The aim of the analysis is to examine the spatial variations in the elevations of the cirque basins, in order to infer what might be controlling their distribution. From theory, we might expect that the "glaciation threshold" or elevation at which glaciers may form, should be lower where it is cooler and moister, and higher where it is warm and dry. The question that can be asked here is whether the Oregon cirque distributions conform to this idea, based on examining that distribution.
Produce a 3-D scatter plot of cirque elevation as a function of latitude and longitude, with the points colored by Glacier
```{r echo=TRUE, eval=FALSE}
cloud(cirques$Elev ~ cirques$Lon*cirques$Lat, pch=16, cex=1.25, col=unclass(as.factor(cirques$Glacier)))
```
The glaciated cirque basins should appear in red. Relative to all cirque basins, note where the glaciated ones tend to occur.

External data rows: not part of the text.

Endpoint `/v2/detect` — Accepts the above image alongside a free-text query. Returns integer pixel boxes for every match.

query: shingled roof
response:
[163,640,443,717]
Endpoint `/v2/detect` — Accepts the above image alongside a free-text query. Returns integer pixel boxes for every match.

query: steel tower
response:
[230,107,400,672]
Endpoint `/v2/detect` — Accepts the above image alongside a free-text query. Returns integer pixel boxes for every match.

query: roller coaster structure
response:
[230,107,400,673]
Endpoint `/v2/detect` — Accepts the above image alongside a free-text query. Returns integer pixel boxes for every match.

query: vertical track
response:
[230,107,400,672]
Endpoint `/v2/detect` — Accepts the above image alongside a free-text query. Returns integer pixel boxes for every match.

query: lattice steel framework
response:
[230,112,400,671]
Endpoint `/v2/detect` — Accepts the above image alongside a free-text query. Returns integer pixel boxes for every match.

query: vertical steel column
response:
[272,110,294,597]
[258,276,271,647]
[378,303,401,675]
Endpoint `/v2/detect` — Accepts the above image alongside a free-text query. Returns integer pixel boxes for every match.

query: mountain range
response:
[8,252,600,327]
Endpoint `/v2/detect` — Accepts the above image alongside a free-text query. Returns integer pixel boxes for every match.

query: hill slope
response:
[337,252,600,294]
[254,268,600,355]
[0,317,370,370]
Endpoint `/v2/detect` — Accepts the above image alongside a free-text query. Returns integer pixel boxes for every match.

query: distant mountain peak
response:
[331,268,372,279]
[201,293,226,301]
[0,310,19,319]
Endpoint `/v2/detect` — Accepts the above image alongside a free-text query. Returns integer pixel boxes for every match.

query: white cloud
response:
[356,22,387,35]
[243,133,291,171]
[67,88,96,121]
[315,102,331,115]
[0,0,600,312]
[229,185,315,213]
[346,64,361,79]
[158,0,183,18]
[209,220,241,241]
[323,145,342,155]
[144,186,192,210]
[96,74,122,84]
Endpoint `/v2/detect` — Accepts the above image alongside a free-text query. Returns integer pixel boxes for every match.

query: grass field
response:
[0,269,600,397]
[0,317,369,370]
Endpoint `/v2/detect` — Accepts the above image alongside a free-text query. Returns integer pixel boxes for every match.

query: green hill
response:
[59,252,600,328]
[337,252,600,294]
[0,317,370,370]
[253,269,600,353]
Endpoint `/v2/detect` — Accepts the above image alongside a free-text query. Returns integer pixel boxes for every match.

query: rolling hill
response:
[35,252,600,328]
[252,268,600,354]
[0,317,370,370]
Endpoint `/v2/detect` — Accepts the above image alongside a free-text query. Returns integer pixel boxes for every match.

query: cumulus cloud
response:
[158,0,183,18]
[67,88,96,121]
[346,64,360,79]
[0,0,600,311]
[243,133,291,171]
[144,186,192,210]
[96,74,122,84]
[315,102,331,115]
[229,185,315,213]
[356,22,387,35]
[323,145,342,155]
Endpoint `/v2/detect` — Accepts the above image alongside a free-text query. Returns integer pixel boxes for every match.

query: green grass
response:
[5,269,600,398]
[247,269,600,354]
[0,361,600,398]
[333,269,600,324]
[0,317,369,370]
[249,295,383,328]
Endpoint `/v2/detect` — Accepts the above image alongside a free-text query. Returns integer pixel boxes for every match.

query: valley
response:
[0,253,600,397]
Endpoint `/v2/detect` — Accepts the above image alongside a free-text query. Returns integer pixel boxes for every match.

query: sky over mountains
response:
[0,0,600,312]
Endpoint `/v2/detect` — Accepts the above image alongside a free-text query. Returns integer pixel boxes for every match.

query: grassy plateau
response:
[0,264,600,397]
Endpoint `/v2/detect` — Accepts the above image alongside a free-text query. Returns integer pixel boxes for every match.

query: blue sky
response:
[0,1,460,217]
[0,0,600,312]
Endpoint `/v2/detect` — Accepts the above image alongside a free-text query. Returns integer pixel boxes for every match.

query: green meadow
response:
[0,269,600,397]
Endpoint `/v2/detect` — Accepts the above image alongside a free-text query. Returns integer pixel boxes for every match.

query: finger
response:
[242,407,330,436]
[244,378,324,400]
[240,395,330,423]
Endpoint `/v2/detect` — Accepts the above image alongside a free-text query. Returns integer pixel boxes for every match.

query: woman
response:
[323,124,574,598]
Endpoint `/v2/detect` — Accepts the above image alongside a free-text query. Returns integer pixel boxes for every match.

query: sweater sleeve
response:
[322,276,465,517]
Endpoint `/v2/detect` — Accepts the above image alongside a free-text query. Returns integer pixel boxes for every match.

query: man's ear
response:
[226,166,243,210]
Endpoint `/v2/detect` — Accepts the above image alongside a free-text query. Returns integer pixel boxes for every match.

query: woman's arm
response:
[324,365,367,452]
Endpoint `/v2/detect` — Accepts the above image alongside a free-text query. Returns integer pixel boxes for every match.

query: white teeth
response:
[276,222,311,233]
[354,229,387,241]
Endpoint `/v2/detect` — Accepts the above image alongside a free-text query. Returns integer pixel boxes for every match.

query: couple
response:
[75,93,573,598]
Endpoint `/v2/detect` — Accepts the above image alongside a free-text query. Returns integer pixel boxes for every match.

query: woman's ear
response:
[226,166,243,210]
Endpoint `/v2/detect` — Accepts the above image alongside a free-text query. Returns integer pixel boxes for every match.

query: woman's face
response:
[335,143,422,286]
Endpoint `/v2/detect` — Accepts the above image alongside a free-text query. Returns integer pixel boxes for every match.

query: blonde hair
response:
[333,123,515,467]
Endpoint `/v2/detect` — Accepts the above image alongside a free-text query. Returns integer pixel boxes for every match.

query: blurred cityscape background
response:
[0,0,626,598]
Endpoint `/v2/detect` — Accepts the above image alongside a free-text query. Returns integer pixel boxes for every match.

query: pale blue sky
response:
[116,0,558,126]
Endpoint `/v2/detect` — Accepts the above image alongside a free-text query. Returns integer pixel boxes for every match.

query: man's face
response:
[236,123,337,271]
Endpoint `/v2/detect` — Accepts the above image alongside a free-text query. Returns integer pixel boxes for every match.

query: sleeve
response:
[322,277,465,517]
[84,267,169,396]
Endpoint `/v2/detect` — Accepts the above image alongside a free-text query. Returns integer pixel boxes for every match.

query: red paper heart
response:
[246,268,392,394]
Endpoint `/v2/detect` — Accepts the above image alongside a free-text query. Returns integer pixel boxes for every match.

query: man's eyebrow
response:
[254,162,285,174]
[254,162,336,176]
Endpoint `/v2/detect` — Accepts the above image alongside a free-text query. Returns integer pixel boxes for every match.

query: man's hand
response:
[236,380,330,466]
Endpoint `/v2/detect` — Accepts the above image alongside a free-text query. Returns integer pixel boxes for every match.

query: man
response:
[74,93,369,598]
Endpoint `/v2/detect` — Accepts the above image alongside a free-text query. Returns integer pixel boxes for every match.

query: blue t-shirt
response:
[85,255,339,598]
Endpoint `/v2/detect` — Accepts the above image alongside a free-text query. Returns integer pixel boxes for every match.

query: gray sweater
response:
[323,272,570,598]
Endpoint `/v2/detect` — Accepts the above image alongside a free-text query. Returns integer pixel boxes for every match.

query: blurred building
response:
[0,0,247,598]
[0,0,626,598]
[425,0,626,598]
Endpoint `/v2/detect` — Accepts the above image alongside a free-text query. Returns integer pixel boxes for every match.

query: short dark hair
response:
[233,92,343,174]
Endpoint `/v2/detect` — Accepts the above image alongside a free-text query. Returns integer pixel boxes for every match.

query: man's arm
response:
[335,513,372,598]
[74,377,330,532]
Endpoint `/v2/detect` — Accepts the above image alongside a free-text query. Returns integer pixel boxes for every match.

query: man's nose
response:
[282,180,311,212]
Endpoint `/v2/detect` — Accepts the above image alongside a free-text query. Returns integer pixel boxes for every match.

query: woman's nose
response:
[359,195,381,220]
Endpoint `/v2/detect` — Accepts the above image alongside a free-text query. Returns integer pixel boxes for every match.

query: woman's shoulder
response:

Create and plot some conditioning variables:
```{r echo=TRUE, eval=FALSE}
Lat2 <- equal.count(cirques$Lat,4,.5)
Lon2 <- equal.count(cirques$Lon,4,.5)
plot(Lat2)
plot(Lon2)
```
Using those conditioning variables, construct a Lattice-type coplot of elevation as a function of longitude, given (or condtioned by) latitude:
```{r echo=TRUE, eval=FALSE}
# Cirque elevation as a function of longitude, given latitude
plot2 <- xyplot(cirques$Elev ~ Lon | Lat2,
layout = c(4, 2),
panel = function(x, y) {
panel.grid(v=2)
panel.xyplot(x, y)
panel.loess(x, y, span = .8, degree = 1, family="gaussian")
panel.abline(lm(y~x))
},
xlab = "Longitude",
ylab = "Elevation (m)"
)
print(plot2)
```
The title bar of each panel is shaded to indicate (by means of the darker shading) the particular range of latitudes of the points that are plotted on each panel. The leftmost panel contains the observations from the lowest latitude band, while the rightmost contains those from the highest latitude band.
Note that the two lines/curves added to the plot (a lowess/loess curve and a straight-line plot) are meant to summarize the relationship within each scatter plot panel, if there is a relationship to be summarized. In other words, the curves may not appear to fit the data very well at all, which is useful to know. In other cases, the curves may help to reveal a relationship that would otherwise be difficult to see. You can eliminate the curves by removing the panel functions
panel.xyplot(etc.) and panel.abline(etc.)
Edit the above code, to create a coplot for elevation as a function of latitude, conditioned by longitude. The most convenient way to do this is to copy and past the block of code, make the changes, and run it again.
>Q5: Describe the relationships. (How do cirque elevations vary across the state? Do the relationships conform to the conceptual model described above?)
<br>
Produce two other kinds of Trellis plots
```{r echo=TRUE, eval=FALSE}
# Lattice stripplot
plot4 <- stripplot(cirques$Glacier ~ cirques$Elev | Lat2*Lon2)
print(plot4)
# Lattice boxplot
plot5 <- bwplot(cirques$Glacier ~ cirques$Elev| Lat2*Lon2)
print(plot5)
```
>Q6: Do the additional plots contribute anything to understanding the distribution of cirque elevations?
>Q7: Describe the distribution of cirques across the state, and suggest what might influence that distribution. It might make sense to take a look at some maps of the climate variables.
>Q8: Overall, would you say that cirque elevations vary with latitude, longitude and elevation each acting independently, or are there interactions among those controls?